Auch Homi Bhabha beschäftigte sich in seinem Vortrag „Vernacular, Cosmopolitanism, and the Anxiety of Cultural Translation“ mit dem genaueren Erhören der Stimmen, die sich unterhalb und zwischen den gewohnten politischen Diskursen vernehmen lassen. Die herkömmlichen Einteilungen nach Nation, Rasse, Klasse, rechts/links und anderen Polaritäten, die mit dem Prinzip des Ausschlusses arbeiten, würden heute von neuen gesellschaftlichen Phänomenen untergraben wie Aids, Multikulturalität und der Forderung nach Gleichberechtigung. Diese Herausforderungen versammelten heute Fürsprecher aus den verschiedensten politischen Gruppierungen und mit unterschiedlichsten Motivationen.

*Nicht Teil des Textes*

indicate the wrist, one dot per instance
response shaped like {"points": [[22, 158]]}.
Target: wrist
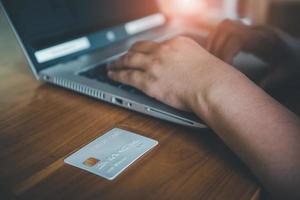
{"points": [[207, 97]]}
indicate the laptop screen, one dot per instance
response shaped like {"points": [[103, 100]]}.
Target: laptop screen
{"points": [[45, 23]]}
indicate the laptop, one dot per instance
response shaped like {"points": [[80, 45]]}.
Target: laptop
{"points": [[69, 43]]}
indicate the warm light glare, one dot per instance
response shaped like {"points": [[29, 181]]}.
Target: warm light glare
{"points": [[176, 8]]}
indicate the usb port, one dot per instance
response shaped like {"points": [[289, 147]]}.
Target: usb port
{"points": [[117, 101]]}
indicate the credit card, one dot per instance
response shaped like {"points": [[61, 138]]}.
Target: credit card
{"points": [[110, 154]]}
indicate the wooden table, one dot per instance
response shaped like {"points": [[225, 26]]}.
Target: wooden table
{"points": [[40, 125]]}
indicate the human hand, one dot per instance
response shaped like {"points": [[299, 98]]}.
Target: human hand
{"points": [[175, 71]]}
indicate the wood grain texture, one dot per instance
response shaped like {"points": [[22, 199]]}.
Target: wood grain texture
{"points": [[41, 124]]}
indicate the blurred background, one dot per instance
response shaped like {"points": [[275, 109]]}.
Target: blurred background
{"points": [[284, 14]]}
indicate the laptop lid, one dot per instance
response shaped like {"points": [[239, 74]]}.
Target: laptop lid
{"points": [[53, 31]]}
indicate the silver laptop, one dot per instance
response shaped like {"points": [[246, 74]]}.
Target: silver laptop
{"points": [[69, 43]]}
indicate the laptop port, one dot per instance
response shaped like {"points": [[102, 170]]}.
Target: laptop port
{"points": [[117, 101]]}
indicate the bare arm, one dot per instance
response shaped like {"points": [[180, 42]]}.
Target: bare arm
{"points": [[264, 134]]}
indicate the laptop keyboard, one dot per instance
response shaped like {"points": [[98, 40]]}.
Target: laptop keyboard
{"points": [[99, 73]]}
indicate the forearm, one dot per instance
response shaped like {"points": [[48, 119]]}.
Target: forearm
{"points": [[264, 134]]}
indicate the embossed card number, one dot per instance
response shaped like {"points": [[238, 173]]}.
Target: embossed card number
{"points": [[112, 153]]}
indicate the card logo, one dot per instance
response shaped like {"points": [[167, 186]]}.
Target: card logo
{"points": [[90, 162]]}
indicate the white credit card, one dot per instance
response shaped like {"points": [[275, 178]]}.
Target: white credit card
{"points": [[112, 153]]}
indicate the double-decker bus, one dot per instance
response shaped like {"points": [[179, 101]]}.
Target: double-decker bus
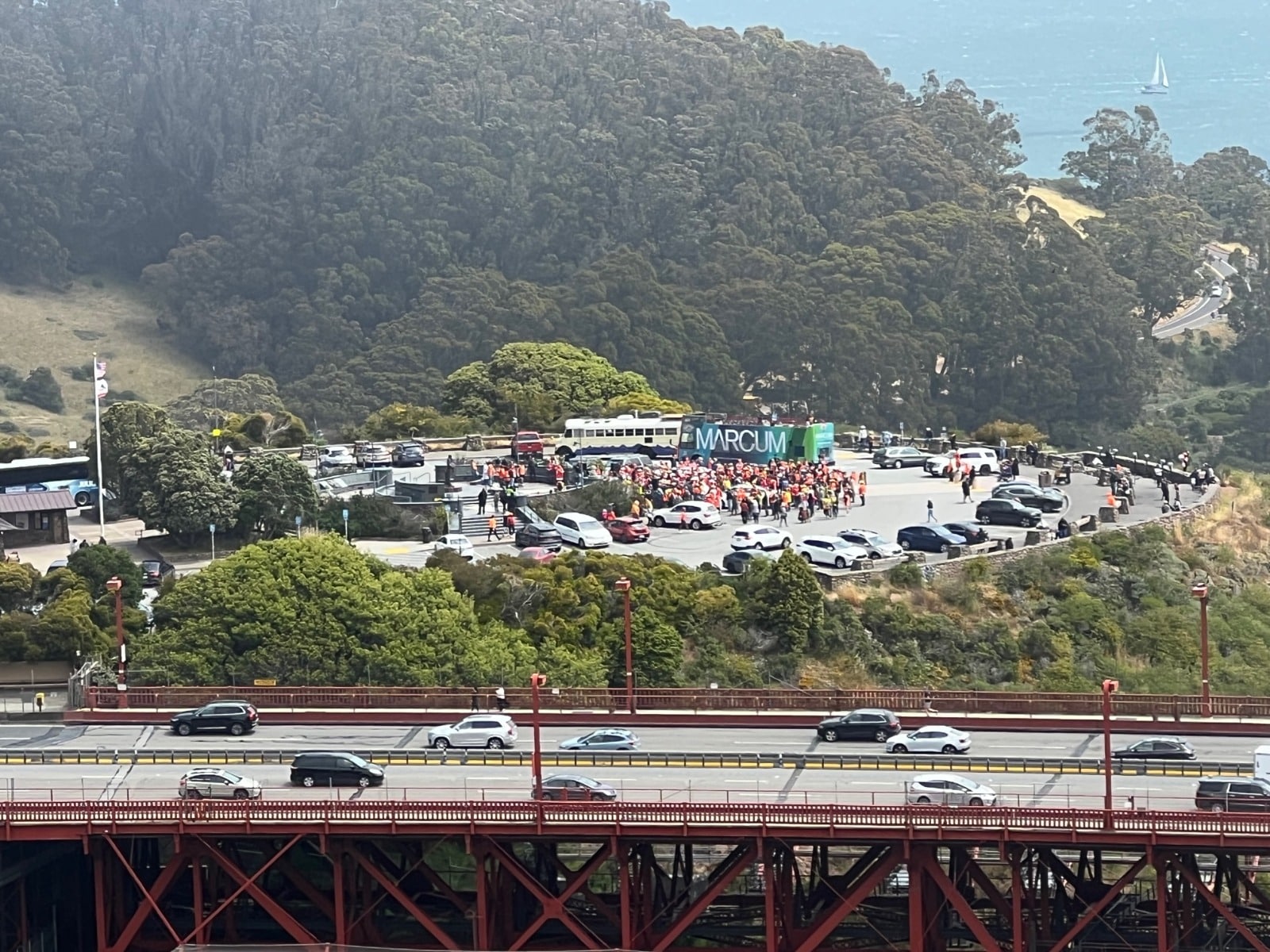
{"points": [[40, 475], [653, 436]]}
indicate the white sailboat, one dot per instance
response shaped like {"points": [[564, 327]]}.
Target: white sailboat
{"points": [[1159, 84]]}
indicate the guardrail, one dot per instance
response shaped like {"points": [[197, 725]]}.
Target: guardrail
{"points": [[738, 700], [794, 761], [723, 819]]}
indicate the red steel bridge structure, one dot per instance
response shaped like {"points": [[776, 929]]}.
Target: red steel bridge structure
{"points": [[664, 877]]}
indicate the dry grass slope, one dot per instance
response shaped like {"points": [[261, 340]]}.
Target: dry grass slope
{"points": [[63, 329]]}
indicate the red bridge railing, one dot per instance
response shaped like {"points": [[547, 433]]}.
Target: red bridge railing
{"points": [[740, 700], [722, 818]]}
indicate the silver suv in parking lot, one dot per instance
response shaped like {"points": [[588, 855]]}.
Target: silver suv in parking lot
{"points": [[493, 731]]}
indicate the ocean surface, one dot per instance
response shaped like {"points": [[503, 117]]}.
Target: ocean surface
{"points": [[1054, 63]]}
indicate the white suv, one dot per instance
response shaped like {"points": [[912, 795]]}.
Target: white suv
{"points": [[493, 731], [582, 531], [829, 550], [984, 461]]}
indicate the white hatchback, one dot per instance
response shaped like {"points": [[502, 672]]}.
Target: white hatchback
{"points": [[829, 550], [582, 531], [765, 537]]}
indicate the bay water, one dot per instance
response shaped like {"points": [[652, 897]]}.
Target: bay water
{"points": [[1053, 63]]}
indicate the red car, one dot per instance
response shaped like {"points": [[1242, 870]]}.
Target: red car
{"points": [[628, 528]]}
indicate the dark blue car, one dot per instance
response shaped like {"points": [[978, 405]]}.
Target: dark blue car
{"points": [[927, 539]]}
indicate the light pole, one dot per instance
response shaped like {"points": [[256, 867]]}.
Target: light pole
{"points": [[624, 585], [1108, 689], [1206, 704], [116, 585], [537, 682]]}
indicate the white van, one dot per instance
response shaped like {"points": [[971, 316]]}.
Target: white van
{"points": [[984, 461], [582, 531]]}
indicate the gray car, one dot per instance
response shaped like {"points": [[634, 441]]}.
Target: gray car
{"points": [[606, 739]]}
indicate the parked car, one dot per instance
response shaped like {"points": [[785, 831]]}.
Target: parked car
{"points": [[930, 740], [864, 724], [1048, 501], [972, 533], [603, 739], [235, 717], [215, 784], [1248, 795], [336, 459], [876, 545], [154, 571], [410, 455], [537, 554], [582, 531], [334, 770], [948, 790], [568, 786], [766, 537], [983, 461], [1156, 749], [700, 516], [628, 528], [456, 543], [493, 731], [829, 550], [375, 456], [929, 537], [1007, 512], [526, 443], [537, 535], [740, 562], [899, 457]]}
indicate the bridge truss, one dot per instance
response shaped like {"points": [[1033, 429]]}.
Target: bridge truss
{"points": [[658, 877]]}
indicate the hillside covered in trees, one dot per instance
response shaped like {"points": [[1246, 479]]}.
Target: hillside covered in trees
{"points": [[361, 198]]}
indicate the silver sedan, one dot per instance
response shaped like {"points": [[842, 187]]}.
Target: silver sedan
{"points": [[930, 740]]}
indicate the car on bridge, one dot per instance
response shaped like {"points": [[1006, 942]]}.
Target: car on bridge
{"points": [[215, 784], [1156, 749], [569, 786], [948, 790], [930, 740], [864, 724], [603, 739]]}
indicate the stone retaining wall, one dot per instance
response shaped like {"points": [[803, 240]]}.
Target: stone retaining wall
{"points": [[956, 568]]}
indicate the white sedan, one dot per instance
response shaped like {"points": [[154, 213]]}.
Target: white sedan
{"points": [[698, 516], [765, 537], [457, 543], [930, 740]]}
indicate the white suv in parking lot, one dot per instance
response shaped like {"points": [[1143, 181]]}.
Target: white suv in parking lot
{"points": [[984, 461], [829, 550]]}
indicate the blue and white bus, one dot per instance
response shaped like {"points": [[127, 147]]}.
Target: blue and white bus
{"points": [[41, 475]]}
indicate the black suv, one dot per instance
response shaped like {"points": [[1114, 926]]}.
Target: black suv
{"points": [[1007, 512], [867, 724], [237, 717], [334, 770], [1245, 795], [539, 533]]}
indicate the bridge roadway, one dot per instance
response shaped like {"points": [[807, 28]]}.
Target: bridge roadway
{"points": [[713, 740]]}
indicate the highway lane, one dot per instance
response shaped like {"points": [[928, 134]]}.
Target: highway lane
{"points": [[1006, 744], [649, 785]]}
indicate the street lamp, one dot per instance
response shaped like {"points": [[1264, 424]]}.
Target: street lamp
{"points": [[624, 585], [1108, 689], [116, 585], [537, 682], [1200, 592]]}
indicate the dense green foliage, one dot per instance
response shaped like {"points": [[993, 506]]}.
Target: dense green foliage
{"points": [[391, 192]]}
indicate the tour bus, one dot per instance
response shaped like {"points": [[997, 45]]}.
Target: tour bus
{"points": [[40, 475], [653, 436]]}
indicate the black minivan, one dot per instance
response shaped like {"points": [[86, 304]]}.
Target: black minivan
{"points": [[334, 770]]}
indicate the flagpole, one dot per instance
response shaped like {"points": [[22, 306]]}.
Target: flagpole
{"points": [[97, 419]]}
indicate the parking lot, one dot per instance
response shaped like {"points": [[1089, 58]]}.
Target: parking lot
{"points": [[895, 498]]}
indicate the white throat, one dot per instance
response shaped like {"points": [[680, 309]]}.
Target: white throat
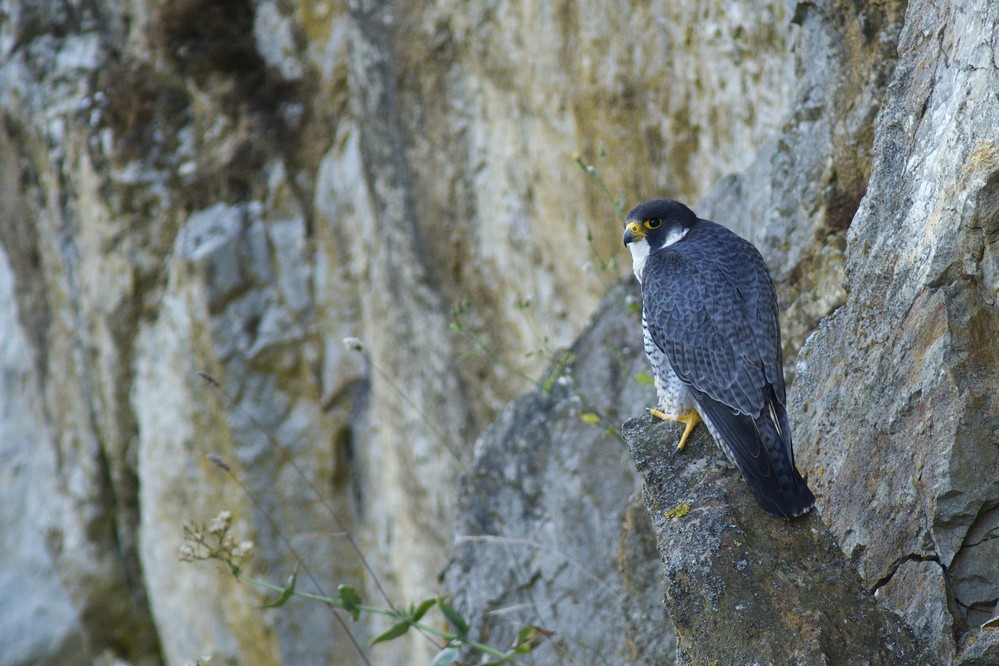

Es versteht sich von selbst, sagte Bhabha, daß damit auch neue Diskursformen geprägt würden: die prinzipielle Hybridität des Wissens und der Identifikation kennzeichneten heute die Neubestimmung des Politischen in der westlichen Welt. Gemeinschaften bildeten sich durch die stete Verhandlung von Werten, durch einen Fluß des Wiedereinschreibens also, der keine Reinformen mehr kenne.

Existenz könne nur exzentrisch verstanden werden, von den Spuren einer nicht-kausal zu verstehenden Vergangenheit zwar immer wieder eingeholt, aber dennoch ohne Ziel. Daß in diesem Prozeß auch Ängste entstehen, leuchtet ein. In Bhabhas theoretischer Modellbildung ist „Angst“ jedoch positiv belegt.

Angst ist für Bhabha ein notwendiges Vermittlungsmoment, sie ermögliche Öffnung und Übersetzung, so daß sie letztlich die Verschiebungen bewirke, die den Raum der Kultur ausmachen: Kultur sei, im Freudschen Sinne, von Natur aus „un-heimlich“ - das Haus oder Heim, das wir zu bauen meinen, kann keine festen Grundmauern haben, es kennt nur Öffnungen und erweist sich somit als Zwischenraum par excellence.